Parfois il s’inquiète. « Et l’Europe, elle restera debout ? Car enfin, l’Europe, la voici réunie uniquement par la peur. C’est désormais le couvre-feu général. Tout le monde aura dansé jusqu’au bout. L’Espagne par gaieté, les Allemands pour raisons économiques, la France drapée dans sa grandeur, l’Angleterre à cause du cynisme d’une classe dirigeante composée de privilégiés. » (p. 49-50), bien vu ! « Comment peut-on ne s’apercevoir de la réalité que lorsqu’elle se transforme en urgence ? Je tremble pour cette Union au sein de laquelle je n’entends aucune voix s’élever pour donner une information calme, autorisée, univoque. Tout le monde avance en ordre dispersé. Au Sud, nous péchons par imprévoyance, mais au Nord ils pèchent par arrogance. » (p. 64). Je précise que l’auteur écrit tout ça en mars 2020, à chaud et ça me rappelle que le livre que j’avais lu en mai 2020 était aussi d’un auteur italien, Contagions de Paolo Giordano.

Le printemps arrive (29 mars). « J’ai de ma fenêtre des visions extraordinaires.

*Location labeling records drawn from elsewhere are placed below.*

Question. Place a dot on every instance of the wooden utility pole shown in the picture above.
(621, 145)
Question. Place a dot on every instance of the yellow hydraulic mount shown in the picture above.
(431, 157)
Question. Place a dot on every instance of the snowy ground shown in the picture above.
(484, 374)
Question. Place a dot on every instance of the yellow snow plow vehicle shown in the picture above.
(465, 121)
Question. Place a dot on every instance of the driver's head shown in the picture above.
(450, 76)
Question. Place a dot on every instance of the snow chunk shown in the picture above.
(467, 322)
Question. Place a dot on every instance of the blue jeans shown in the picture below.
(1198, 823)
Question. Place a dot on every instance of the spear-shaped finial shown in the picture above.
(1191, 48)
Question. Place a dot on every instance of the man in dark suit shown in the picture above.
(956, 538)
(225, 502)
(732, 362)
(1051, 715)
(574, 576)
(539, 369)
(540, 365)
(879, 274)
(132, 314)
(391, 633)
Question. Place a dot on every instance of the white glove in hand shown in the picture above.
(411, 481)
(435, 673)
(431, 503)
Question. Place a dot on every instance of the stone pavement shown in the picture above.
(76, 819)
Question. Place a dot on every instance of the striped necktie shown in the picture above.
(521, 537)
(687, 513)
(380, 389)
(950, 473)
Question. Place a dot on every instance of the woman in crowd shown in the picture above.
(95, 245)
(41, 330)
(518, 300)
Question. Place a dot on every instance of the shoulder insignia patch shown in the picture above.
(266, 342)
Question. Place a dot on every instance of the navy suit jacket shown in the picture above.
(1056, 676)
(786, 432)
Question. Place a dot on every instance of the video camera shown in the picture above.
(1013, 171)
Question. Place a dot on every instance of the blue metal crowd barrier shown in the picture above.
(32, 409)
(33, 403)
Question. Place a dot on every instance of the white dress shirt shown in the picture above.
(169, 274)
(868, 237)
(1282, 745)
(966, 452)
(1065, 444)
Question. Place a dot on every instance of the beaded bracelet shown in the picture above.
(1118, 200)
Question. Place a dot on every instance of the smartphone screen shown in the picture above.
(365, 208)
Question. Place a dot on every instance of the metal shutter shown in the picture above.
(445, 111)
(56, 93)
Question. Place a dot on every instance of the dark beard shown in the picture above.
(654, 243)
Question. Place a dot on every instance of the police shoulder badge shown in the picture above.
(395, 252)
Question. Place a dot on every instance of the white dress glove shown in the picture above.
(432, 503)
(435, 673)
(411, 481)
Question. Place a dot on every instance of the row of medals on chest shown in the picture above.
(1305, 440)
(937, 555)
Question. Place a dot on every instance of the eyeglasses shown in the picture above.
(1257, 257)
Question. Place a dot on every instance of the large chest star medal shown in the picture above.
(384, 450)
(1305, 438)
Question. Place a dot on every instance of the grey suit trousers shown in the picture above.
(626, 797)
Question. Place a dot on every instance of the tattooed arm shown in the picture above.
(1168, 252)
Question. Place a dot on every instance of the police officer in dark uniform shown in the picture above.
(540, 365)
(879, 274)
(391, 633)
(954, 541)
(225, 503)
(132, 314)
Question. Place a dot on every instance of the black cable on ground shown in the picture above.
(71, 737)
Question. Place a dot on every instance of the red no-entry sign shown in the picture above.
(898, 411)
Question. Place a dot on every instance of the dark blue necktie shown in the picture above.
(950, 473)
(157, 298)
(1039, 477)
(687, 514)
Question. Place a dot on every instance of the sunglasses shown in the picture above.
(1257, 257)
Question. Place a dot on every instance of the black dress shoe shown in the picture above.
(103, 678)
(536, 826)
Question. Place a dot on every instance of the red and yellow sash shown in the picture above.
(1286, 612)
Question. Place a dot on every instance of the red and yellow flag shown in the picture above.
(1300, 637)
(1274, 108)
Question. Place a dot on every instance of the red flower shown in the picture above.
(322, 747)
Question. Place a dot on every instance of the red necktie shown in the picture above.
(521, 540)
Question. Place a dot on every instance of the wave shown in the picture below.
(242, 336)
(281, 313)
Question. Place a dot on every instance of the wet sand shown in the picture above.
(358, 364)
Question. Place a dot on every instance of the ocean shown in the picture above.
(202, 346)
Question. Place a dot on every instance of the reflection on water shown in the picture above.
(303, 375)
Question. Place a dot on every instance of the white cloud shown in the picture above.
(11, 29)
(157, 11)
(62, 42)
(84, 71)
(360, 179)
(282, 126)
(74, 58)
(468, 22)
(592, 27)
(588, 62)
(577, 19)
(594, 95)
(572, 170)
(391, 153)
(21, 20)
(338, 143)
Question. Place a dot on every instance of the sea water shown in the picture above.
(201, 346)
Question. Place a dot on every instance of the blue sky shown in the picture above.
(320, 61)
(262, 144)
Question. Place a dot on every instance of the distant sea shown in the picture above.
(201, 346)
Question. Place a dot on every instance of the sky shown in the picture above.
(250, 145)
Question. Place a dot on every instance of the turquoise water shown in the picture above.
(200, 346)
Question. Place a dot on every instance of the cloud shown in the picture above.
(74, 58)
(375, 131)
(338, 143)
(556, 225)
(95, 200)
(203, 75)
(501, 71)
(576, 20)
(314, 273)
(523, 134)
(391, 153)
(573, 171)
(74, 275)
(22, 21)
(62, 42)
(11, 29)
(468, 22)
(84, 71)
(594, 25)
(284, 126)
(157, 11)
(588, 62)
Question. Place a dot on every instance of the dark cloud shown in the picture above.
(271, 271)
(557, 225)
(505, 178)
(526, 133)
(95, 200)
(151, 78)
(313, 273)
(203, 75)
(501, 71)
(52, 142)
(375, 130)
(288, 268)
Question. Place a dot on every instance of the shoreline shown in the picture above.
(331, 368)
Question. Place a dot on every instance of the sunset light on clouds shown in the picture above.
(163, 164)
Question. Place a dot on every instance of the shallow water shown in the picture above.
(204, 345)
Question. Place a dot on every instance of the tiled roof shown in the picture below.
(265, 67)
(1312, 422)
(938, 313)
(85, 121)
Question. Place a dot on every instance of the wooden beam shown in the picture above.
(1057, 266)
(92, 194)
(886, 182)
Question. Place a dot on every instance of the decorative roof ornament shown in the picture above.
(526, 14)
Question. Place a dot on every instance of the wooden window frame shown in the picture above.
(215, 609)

D’un seul et même coup d’œil, les Alpes, la fin de la Méditerranée, l’Europe centrale, les terres du couchant apportant les vents de l’Atlantique […]. » (p. 72).

Jour après jour, Paolo Rumiz livre ses pensées, ses idées pour un monde meilleur, un monde laïque dans lequel chacun serait libre et égal aux autres. Il ne croit pas aux dirigeants et aux nations mais aux Européens, oui, aux jeunes en particulier. Il raconte aussi son quotidien, le plaisir de cuisiner, d’écrire, de regarder par la fenêtre, d’être en contact avec les amis de partout grâce à internet. Avec finesse, il raconte les désordres, les absurdités mais aussi les belles choses, la magie du rêve et de l’imaginaire, et il y met de la poésie et de l’humour. Il raconte le libraire qui a reçu l’autorisation de livrer des livres, « Le monde s’est arrêté et quand l’angoisse s’unit à la quarantaine, les livres deviennent importants, ils tiennent compagnie, ils font voyager. » (p. 107). L’auteur parle aussi de poésie, de musique, d’écologie… Une belle lecture, inspirante.

Vous allez me dire que les confinements sont terminés, que le covid est en bout de course et qu’il n’est peut-être pas très utile de lire ce livre maintenant, après coup, mais, justement, après cette lecture, le lecteur peut s’interroger : qu’est devenu « le monde d’après » ? Est-il comme on l’espérait ? Meilleur, plus juste, plus sain ? « un monde de sobriété bienvenue, dans le respect de la finitude du monde. » (p. 126). Ou tout est revenu comme avant et cela n’aura finalement pas servi à grand-chose sauf pour quelques penseurs ?

Je note quelques titres, au cas où, pour les lire : Les somnambules de Christopher Clark que l’auteur mentionne page 45, Le déclin de l’Occident d’Oswald Spengler mentionné page 65, Pougatchev de Sergueï Essenine dont l’auteur publie une poésie page 86, Les œufs fatidiques de Boulgakov cité page 114 et Pèlerin parmi les ombres de Boris Pahor cité page 177.

Pour ABC illimité (lettre O pour titre), Bingo littéraire d’Hylyirio (case n° 4, une (auto)biographie), Challenge lecture 2023 (catégorie 54, un livre tiré d’une histoire vraie), Petit Bac 2023 (catégorie Moment de la journée pour Aube, 2e billet), Tour du monde en 80 livres (Italie).